La véritable histoire de l’automne (42)

– Finissez. Surtout, ne vous dérangez pas pour Moi.

Adam essaie de se redresser mais elle le maintient allongé sur le sol. Assise sur lui. Droite au bout de ses deux bras tendus. Ses mains bien à plat. Ses doigts écartés, enfoncés dans la poitrine glabre et secouée de spasmes abyssaux.
Elle reste là, fichée en lui qui remonte lentement à la surface pendant que Dieu attend.
Adam ouvre les yeux. Il sursaute violemment. Il voudrait se dégager mais sur son torse, les deux mains n’ont pas bougé.
– C’est pas moi, c’est elle. C’est de sa faute à elle.
– Qu’est qui est de sa faute, Adam ?
– Elle n’a pas protégé mon petit serpent.
– Ce n’était pas à elle de le faire.
– Oui mais moi je n’ai pas eu le temps.
– Je ne comprends pas. Je t’ai conçu différent de tous les autres animaux. Je t’ai pourvu de connections qui te permettent de mettre un nom sur un visage. Je t’ai équipé de neurotransmetteurs fragiles qui devraient te faire savourer toute la beauté du monde et là, tu te couches sur le dos, tu fermes les yeux et tu jouis en moins d’une seconde.
– C’est de sa faute. De sa faute. À elle.
– Tu ne l’as même pas regardée.
– C’est elle qui m’a piégé.
– Tu ne l’as même pas embrassée.
– Et comment j’aurais fait pour l’embrasser ? Moi couché par terre et elle dessus. Regarde, j’ai les marques de ses doigts ici et là. Regarde ! C’est incroyable, la force qu’elle a !
– Tu ne l’as même pas caressée.
– La caresser ? Avec les pieds ?
– Je ne voulais pas qu’il m’embrasse ou qu’il me caresse. On aura tout le temps plus tard. Plus tard, je le tiendrai du bout des doigts, au bord du plaisir, longtemps. Plus tard. Mais maintenant, nous avons fait un enfant.

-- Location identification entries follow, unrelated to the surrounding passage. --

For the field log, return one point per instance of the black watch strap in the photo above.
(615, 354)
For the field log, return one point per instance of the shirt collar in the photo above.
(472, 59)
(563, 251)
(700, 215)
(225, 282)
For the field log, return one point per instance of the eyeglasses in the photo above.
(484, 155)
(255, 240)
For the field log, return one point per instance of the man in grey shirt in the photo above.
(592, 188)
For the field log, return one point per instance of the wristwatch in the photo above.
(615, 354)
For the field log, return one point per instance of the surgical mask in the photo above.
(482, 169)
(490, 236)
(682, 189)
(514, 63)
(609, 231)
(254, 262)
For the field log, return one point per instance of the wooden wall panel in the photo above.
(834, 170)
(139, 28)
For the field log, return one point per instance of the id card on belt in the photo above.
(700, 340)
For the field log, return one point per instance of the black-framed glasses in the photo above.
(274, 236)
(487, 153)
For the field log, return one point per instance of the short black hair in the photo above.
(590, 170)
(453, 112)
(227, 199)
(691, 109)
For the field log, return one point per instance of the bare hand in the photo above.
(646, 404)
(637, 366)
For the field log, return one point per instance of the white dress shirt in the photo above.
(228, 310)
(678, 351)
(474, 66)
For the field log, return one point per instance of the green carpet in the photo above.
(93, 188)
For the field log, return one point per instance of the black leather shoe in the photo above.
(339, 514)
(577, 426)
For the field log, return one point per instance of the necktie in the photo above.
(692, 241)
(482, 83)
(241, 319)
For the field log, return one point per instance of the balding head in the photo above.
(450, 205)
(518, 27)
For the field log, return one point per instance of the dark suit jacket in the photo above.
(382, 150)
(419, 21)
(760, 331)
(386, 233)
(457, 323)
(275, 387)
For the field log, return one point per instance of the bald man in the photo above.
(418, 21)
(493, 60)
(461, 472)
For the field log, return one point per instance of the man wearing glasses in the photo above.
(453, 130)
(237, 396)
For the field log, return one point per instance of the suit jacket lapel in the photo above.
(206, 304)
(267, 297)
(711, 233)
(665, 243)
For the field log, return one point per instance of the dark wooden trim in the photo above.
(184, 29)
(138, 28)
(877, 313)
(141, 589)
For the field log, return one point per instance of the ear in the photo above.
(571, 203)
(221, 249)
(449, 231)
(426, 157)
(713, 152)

La véritable histoire de l’automne (41)

Ève s’avance en direction de l’arbre, se baisse, s’assied, le dos contre son tronc. Au-dessus d’elle, le serpent glisse sans bruit, coule vers la plus haute branche où il s’allonge, dénoue ses anneaux pour mieux les exposer au soleil sucré de ce juin qui ne sera jamais juillet.
– Viens t’asseoir ici.
– Pas question, c’est interdit.
– Viens t’asseoir Adam. Tu ne risques rien si tu t’appuies sur moi.
– C’est interdit.
– Je sais. Tu l’as déjà dit. Mais tu peux t’étendre à l’ombre de cet arbre. Son ombre est fraîche, elle est douce, elle prendra soin de ton petit serpent.
– Ça aussi, c’est interdit.
– Ah bon ! Maintenant Dieu a interdit le vent.
– Dieu a dit : « Jamais sans protection. »
– Viens ici Adam, maintenant. Mes mains vont s’occuper de ton petit serpent.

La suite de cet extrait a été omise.